NRW

Telemedizin für bessere Versorgung von Inhaftierten

Nordrhein-Westfalen will mittels Telemedizin die Versorgung seiner Gefangenen optimieren und zukunftssicher machen.

Von Ilse SchlingensiepenIlse Schlingensiepen Veröffentlicht:
Die Tristesse in deutschen Gefängnissen schlägt den Insassen immer mehr auf das Gemüt. In NRW sollen hier tele-psychiatrische Angebote Abhilfe schaffen.

Die Tristesse in deutschen Gefängnissen schlägt den Insassen immer mehr auf das Gemüt. In NRW sollen hier tele-psychiatrische Angebote Abhilfe schaffen.

© Andreas Hilger / stock.adobe.com

Düsseldorf. Nordrhein-Westfalen erprobt in sieben Justizvollzugsanstalten (JVA) gemeinsam mit dem Unternehmen Videoclinic.de die telemedizinische Versorgung der Gefangenen.

Wenn sich das auf 18 Monate angelegte Pilotprojekt bewährt, soll die Telemedizin in allen 36 Anstalten des Bundeslandes Einzug halten. Gerade angesichts der COVID-19-Pandemie biete die Digitalisierung viele Vorteile, sagte Landesjustizminister Peter Biesenbach (CDU) vor Journalisten in Düsseldorf.

„Eine neue Ära der ärztlichen Versorgung“

„Das Projekt überbrückt mithilfe moderner Technik gefahrlos die Distanz zwischen Arzt und Patient und wird die Justiz in Nordrhein-Westfalen in eine neue Ära der ärztlichen Versorgung führen“, ist er überzeugt. Die Ergänzung der bisherigen medizinischen Versorgung sei notwendig, weil es zum einen schwierig sei, Ärzte für die Arbeit in den JVA zu gewinnen.
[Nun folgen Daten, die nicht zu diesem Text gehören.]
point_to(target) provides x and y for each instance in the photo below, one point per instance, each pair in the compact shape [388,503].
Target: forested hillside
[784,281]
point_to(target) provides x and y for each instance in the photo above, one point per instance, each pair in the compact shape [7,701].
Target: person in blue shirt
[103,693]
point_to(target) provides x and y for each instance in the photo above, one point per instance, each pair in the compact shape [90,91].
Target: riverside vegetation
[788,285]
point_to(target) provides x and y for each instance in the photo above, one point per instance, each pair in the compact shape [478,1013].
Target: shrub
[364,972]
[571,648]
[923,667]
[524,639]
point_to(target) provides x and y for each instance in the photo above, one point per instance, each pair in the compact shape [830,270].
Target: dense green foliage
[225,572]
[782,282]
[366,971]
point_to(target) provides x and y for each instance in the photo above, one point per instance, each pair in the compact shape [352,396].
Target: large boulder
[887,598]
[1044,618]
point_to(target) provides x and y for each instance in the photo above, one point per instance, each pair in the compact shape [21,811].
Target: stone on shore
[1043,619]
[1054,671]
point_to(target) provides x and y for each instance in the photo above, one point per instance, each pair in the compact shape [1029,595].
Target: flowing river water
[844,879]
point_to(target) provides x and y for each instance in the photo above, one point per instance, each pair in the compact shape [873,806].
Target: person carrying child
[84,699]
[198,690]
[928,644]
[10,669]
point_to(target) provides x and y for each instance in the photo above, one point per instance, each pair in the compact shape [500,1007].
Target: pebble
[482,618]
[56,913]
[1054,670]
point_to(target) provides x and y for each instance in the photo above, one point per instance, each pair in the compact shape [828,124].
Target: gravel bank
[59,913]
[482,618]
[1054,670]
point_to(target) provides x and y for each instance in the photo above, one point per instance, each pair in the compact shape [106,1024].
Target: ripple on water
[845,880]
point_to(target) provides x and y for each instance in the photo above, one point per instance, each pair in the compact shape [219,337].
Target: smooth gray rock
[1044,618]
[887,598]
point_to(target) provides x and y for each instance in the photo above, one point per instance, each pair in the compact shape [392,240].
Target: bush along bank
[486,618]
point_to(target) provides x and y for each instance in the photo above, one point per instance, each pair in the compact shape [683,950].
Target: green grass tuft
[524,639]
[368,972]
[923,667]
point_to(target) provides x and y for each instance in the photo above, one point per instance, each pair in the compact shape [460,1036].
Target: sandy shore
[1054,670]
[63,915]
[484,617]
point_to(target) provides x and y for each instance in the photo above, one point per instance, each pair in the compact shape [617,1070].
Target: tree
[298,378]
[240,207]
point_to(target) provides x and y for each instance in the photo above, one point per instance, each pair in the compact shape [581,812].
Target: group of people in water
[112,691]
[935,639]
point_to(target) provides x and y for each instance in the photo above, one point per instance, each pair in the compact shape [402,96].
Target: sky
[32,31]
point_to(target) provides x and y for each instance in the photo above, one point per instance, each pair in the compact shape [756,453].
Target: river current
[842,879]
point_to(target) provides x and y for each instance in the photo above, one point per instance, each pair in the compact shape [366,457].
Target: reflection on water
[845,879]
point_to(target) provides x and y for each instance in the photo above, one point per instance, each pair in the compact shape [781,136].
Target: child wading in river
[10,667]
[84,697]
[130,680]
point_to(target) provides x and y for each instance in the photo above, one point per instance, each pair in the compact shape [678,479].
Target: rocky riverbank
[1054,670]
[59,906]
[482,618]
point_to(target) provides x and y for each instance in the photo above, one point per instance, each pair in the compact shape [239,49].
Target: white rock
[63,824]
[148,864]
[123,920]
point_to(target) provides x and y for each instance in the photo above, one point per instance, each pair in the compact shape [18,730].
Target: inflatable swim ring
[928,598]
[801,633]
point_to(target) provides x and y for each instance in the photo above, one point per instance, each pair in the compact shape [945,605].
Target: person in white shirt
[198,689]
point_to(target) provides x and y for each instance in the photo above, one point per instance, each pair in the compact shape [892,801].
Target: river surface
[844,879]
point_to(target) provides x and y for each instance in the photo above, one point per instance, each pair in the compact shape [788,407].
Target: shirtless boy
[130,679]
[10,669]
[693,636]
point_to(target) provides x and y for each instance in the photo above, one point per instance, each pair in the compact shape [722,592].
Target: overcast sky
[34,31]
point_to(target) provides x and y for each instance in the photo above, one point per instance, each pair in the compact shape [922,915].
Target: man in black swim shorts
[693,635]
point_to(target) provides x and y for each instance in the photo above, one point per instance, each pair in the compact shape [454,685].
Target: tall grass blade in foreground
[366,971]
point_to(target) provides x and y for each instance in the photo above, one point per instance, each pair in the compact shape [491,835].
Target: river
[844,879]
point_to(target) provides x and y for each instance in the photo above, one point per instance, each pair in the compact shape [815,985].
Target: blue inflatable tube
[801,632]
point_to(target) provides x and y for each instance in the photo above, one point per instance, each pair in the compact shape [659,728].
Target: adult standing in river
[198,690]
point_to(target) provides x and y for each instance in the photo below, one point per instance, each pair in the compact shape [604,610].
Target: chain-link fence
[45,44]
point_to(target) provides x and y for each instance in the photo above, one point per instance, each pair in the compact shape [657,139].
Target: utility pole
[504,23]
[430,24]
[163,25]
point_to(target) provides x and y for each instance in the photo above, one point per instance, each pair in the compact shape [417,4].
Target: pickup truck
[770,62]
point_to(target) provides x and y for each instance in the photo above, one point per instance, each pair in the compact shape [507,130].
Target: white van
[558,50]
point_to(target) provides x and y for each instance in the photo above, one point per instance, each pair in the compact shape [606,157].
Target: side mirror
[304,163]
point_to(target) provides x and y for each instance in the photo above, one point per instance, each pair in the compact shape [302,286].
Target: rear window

Zum anderen seien die Ärzte, die sich in diesem Bereich engagieren, jeweils nur einige Stunden vor Ort. „Wir wollen aber medizinische Versorgung rund um die Uhr“, so Biesenbach.

Nach seiner Einschätzung werden sowohl die Gefangenen als auch die Bediensteten in den JVA von der Telemedizin profitieren. Zudem sparten die Anstalten Zeit und Personalressourcen. Die Gefangenen hätten rund um die Uhr Zugang zu einer hochwertigen Versorgung.

Ein weiteres Plus: Videoclinic.de bietet auch Sprechstunden in JVA an, in denen die Stellen im medizinischen Dienst bislang nicht nachbesetzt werden konnten. „Die Telemedizin schließt diese Lücke.“

Tele-Psychiatrie im Fokus

Eine Verbesserung der Situation verspricht sich der Minister vor allem im Bereich der psychischen Erkrankungen. Die Zahl der betroffenen Insassen nehme zu, die stationären Kapazitäten für ihre Versorgung seien begrenzt. Deshalb werde die ambulante Versorgung wichtiger. „Hier setzt die Tele-Psychiatrie an.“

Der Hamburger Dienstleister Videoclinic.de hat sich in einer europaweiten Ausschreibung durchgesetzt. „Unsere Ärzte sind innerhalb von 12 bis 13 Sekunden 24 Stunden am Tag 365 Tage im Jahr erreichbar“, sagte Geschäftsführer Dr. Peter Merschitz. Videoclinic.de arbeitet mit rund 60 Ärzten zusammen, von denen 50 Allgemeinmediziner sind. Von dem Ärzte-Team abgedeckt werden auch die Fachrichtungen Dermatologie, Radiologie, Suchtmedizin, Psychotherapie und Psychiatrie.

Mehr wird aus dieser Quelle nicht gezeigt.